The idea of Irish people under a local regime that was hostile to Irishness wasn’t such a leap of the imagination for an O’Donnell in the Gorbals or a Murphy in Greenock. Not surprisingly, the Republican Movement attracted a huge amount of support from probably the most socially excluded part of the Irish Diaspora.
But as Ireland moves forward with a demilitarised political plan, the Irish community in Scotland have, to an extent, returned to their own internal fight for recognition and respect.
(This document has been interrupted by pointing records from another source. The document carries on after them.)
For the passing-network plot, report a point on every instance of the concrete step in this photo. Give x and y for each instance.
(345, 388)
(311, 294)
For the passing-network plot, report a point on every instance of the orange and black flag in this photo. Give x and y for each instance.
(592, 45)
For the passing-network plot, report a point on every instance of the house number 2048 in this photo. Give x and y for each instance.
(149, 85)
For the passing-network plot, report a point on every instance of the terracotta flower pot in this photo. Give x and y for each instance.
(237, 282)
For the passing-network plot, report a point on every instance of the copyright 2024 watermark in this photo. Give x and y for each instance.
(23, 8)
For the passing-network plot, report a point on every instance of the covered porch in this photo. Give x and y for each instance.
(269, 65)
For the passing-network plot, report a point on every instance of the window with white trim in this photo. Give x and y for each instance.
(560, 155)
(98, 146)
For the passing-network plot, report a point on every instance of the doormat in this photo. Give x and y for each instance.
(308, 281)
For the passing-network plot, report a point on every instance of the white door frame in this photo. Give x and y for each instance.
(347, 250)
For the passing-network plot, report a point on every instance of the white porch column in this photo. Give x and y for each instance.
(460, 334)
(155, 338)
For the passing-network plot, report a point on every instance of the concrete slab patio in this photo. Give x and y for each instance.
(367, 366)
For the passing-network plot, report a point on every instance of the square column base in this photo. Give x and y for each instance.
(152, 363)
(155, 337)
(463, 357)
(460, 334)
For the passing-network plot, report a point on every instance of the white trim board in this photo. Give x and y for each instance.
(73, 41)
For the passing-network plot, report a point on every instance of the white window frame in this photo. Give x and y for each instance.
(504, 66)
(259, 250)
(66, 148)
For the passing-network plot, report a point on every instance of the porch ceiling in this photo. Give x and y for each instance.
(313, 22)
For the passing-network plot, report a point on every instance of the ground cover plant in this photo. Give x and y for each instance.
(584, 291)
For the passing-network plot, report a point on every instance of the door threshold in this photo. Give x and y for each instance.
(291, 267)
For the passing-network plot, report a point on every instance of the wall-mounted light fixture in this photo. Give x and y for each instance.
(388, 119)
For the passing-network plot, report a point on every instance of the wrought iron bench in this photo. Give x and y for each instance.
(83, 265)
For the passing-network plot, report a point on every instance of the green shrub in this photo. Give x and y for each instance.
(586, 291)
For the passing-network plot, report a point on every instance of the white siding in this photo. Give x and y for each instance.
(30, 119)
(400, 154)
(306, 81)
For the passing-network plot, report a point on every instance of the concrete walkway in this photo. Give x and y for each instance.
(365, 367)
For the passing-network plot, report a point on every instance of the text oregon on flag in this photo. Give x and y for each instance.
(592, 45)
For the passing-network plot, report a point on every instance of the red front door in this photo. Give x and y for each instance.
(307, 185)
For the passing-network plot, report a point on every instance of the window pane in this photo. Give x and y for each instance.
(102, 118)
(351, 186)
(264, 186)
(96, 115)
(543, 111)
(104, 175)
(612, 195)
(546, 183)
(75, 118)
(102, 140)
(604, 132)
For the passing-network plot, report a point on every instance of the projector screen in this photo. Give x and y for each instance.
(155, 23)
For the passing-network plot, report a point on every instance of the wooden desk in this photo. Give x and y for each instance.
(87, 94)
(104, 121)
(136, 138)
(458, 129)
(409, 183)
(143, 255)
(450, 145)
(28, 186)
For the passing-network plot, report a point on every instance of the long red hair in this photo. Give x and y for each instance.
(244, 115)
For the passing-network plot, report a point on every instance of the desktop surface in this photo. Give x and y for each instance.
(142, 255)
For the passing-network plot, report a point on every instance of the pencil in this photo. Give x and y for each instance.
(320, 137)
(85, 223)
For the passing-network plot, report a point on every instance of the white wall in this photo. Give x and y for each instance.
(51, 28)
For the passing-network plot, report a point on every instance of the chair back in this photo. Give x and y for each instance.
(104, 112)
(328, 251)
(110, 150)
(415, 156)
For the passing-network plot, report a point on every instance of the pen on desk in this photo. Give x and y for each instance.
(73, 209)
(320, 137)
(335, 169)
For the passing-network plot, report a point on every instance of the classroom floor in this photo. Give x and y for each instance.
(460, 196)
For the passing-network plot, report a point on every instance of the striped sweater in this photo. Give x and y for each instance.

In three sections, Mac Giolla Bháin explores the root of the problem and puts forth his central argument that the ethnic element of the ‘sectarian’ problem in Scotland has been swept aside in favour of a narrative of football rivalry mixed up with religion.
That said, the football element is important. In The Famine Song section and in the final portion of the book, ‘An Illicit Ethnicity?’, Mac Giolla Bháin explores the relationship between Rangers Football Club and the loyalist/unionist culture in the Six Counties.
Furthermore, Mac Giolla Bháin uses some thorough research into the team history at Ibrox to debunk the myth that the problem at the former club was one of religious bigotry, thus exposing the extent to which ethnicity was written out of the story. Since the Football Association of Ireland was formally recognised by FIFA at the end of World War Two, Rangers (1872 to 2012) failed to sign a single Republic of Ireland international for their first team, making it the only club in Britain with that record.
The author charts several years of campaigning journalism in each section, containing a lengthy intro providing context and history followed by a selection of pre-published pieces documenting Mac Giolla Bháin’s work on the subject since 2008.
The middle section of the book is key.
The experiences of one Neil Francis Lennon from Lurgan, the manager of Glasgow Celtic, are shameful. Since taking up his role at the club founded by Irish immigrants seeking refuge after the Famine, Lennon has been physically attacked on more than one occasion and the situation reached a terrifying peak when he was on the receiving end of a letter bomb in 2011.
Lennon became symbolic and for all the wrong reasons at Ibrox. An Irish Catholic from the North standing in pride of place at the helm of Celtic; an “uppity Fenian” as Mac Giolla Bháin describes him, and Rangers fans’ worst nightmare.
Mac Giolla Bháin lays out a compelling case not only of anti-Irish racism in Scotland but the lengths to which the authorities, be it football or government, have consistently failed the Irish community and the continuing reluctance to change the record.
For the Irish and Irish descendants in Scotland, the death of Rangers was about more than football. Like the Ibrox club, the superiority of ‘the klan’ over the Irish community is broken.
Minority Reporter almost has a happy ending, if a cliché can be used. Plans for a Glasgow city centre Famine memorial are now under way and the Irish, Mac Giolla Bháin says, no longer sit at the back of the bus.
- Minority Reporter: Modern Scotland’s Bad Attitude Towards Her Own Irish, by Phil Mac Giolla Bháin, is published by Frontline Noir.